SDS – Poly acrylamide gel electrophoresis

Electrophoresis is a technique used for the separation of proteins based on the migration of charged proteins in an electric field. This technique is used as an analytical method. In this technique proteins can be visualized and also separated. The number of different proteins in a mixture or the degree of purity of a particular protein preparation can be estimated quickly. Also electrophoresis allows determination of crucial properties of a protein such as its iso-electro point and approximate molecular weight.

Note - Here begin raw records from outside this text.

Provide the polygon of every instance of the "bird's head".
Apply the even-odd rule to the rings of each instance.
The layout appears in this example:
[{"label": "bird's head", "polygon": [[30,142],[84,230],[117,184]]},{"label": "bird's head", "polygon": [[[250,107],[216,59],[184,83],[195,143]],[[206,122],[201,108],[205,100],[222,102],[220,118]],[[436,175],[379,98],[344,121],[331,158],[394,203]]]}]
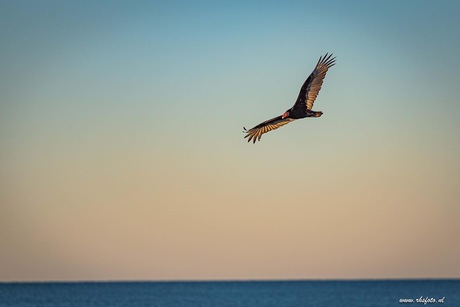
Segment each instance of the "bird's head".
[{"label": "bird's head", "polygon": [[[278,113],[279,114],[279,113]],[[285,119],[286,117],[289,116],[289,110],[287,110],[286,112],[284,112],[284,114],[281,116],[281,119]]]}]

Electrophoresis of proteins is generally carried out in gels made up of the cross linked polymer polyacrylamide. The polyacrylamide gel acts as a molecular sieve, slowing the migration of proteins approximately in proportion to their charge-to-mass ratio. Migration may also be affected by protein shape. In electrophoresis, the force moving the macromolecule is the electrical potential. The electrophoresis mobility of the molecule, μ is the ratio of the particle, V, to the electrical potential (E).

μ = V/E

The migration of a protein in a gel during electrophoresis is therefore a function of its shape and its size. Normally SDS (Sodium dodecyl sulphate), a detergent is used for the estimation of purity and molecular weight. SDS binds to most proteins (probably by electrophoretic interactions) in amounts roughly proportional to the molecular weight of the protein i.e. 1 molecule of SDS for every two amino acid residues. The bound SDS contributes a large net negative charge, rendering the intrinsic charge of the protein insignificantly. The native conformation of a protein is altered when SDS is bound and most proteins assume a similar shape. Electrophoresis in the presence of SDS therefore separate proteins almost exclusively on the basis of mass (molecular weight) with smaller polypeptides migration more rapidly. After electrophoresis the proteins are visualized by adding a dye such as coomassie blue, which binds to proteins, but not to the gel itself. By comparing with the position of the known protein, the molecular weight of the unidentified protein can be measured.

Polyacrylamide gels are formed by the linking co-monomer bisacrylamide. The gel consists of lower ‘separating gel’ and upper ‘stacking gel’. The pH of the buffers is adjusted such that the protein sample is concentrated in the stacking gel(pH 6.8) and starts moving to the separating gel (pH 8.8). The proteins unstuck and begin to separate according to their molecular weights. Treatment of proteins with the detergent SDS (Sodium dodecyl sulphate) and a reducing agent (μ-mercaptoethanol or ditiothreitol) changes their three dimensional shape into simple rod-like structures.